The outcome for this series is comparable to published literature. In this series, all ruptured saccular aneurysm cases with good WFNS grade at presentation had good outcome. Among the five cases who presented with WFNS grade four and five, two (40%) achieved good outcome. There was one death (3%) and two poor outcome (6%). All the cases who survived had angiographic stability at 6 months. For ruptured VA saccular aneurysm, Mericle et al. reported that of the patients who presented with a favorable clinical grade 87% had good outcomes at follow-up. Of the patients who presented with a poor clinical grade, 50% had good outcomes at follow-up. Angiographic occlusion was achieved in 97% of cases [4].

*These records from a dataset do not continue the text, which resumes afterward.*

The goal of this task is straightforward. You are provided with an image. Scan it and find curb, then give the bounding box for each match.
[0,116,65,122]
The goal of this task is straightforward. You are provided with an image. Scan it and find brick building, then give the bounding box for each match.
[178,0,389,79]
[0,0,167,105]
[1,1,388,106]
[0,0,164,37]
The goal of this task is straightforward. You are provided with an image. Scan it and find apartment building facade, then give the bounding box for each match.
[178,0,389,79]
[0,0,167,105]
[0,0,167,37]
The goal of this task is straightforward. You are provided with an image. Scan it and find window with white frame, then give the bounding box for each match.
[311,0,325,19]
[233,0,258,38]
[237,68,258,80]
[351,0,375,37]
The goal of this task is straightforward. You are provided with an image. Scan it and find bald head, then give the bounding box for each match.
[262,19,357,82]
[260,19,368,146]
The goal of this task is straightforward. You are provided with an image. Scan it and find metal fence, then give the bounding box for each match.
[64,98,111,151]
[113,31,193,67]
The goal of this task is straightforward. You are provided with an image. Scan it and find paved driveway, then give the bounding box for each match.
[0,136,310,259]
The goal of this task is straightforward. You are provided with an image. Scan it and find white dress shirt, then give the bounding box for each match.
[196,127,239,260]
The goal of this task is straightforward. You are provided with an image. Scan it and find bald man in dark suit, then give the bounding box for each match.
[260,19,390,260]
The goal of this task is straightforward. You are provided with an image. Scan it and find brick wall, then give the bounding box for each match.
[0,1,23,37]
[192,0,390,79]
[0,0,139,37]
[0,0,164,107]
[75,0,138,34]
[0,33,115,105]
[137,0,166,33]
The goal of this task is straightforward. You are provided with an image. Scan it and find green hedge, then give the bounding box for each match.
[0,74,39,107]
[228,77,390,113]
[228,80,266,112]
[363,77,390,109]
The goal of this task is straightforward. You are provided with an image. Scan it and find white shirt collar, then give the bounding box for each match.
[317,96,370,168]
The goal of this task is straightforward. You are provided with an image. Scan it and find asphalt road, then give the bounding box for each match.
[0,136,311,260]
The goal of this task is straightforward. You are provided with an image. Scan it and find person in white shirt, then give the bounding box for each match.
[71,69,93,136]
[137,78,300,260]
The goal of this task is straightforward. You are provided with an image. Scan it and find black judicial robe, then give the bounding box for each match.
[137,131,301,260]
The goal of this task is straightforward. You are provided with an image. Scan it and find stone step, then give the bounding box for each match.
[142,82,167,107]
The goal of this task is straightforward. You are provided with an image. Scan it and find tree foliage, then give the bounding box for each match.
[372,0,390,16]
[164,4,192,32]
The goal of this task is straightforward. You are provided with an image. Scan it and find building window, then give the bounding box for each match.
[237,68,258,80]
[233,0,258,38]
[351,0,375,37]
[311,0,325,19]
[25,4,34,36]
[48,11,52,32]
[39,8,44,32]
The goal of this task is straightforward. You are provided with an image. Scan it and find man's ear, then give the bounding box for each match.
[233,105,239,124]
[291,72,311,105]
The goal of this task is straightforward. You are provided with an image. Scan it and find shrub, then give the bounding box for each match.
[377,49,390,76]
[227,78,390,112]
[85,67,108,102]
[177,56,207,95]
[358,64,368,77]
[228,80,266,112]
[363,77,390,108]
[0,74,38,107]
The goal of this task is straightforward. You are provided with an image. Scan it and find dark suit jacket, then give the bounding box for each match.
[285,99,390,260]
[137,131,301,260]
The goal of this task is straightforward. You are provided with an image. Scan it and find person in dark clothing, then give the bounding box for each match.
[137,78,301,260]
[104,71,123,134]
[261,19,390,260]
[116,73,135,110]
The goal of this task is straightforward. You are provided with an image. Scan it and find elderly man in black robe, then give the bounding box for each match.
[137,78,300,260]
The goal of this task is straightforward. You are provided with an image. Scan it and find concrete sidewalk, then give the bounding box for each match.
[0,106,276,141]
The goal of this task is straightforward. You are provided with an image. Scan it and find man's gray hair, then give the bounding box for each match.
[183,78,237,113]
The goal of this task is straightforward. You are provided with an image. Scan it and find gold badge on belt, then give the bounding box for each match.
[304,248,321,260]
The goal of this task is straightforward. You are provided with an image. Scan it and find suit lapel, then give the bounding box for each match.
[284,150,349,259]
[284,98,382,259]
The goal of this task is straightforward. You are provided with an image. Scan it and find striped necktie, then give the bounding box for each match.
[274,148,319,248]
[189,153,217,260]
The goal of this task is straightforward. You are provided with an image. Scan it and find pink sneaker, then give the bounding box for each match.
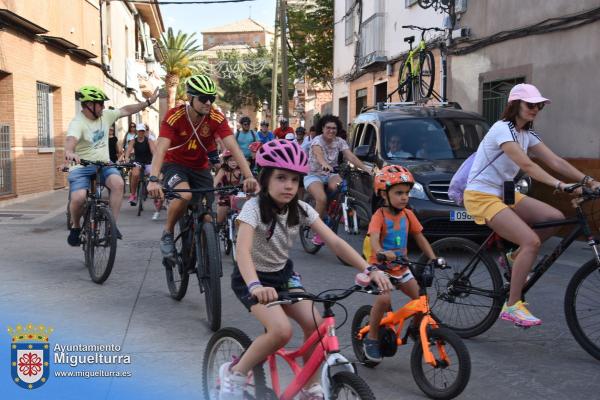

For VA dissecting aneurysms the outcome for this series (74% good outcome) is also comparable to published literature for parent artery occlusion, which was done in the majority of cases [10] - [15], where good outcomes were reported between 59% and 100% of cases. Our study, similar to Raper et al. [15] and Peluso et al. [14], showed no recurrence at follow-up, demonstrating durable effect of the simple treatment strategy.
It is worth noting that there were two cerebellar infarcts (3%) directly attributable to endovascular intervention in this series. It is tempting to consider using antiplatelet agent or anticoagulation in this setting to reduce thromboembolic complication. However, it is important to take note that the use of these agents may increase the risk of bleeding should the patient require surgical intervention, as had happened in one case in this series post ventriculoperitoneal shunt, albeit asymptomatic.
5. Conclusion
Good outcome can be achieved with endovascular treatment for ruptured VA aneurysms, even in some patients with poor WFNS grade at presentation. Parent artery occlusion is a safe, effective and durable treatment for ruptured VA dissecting aneurysms when the anatomy is favorable.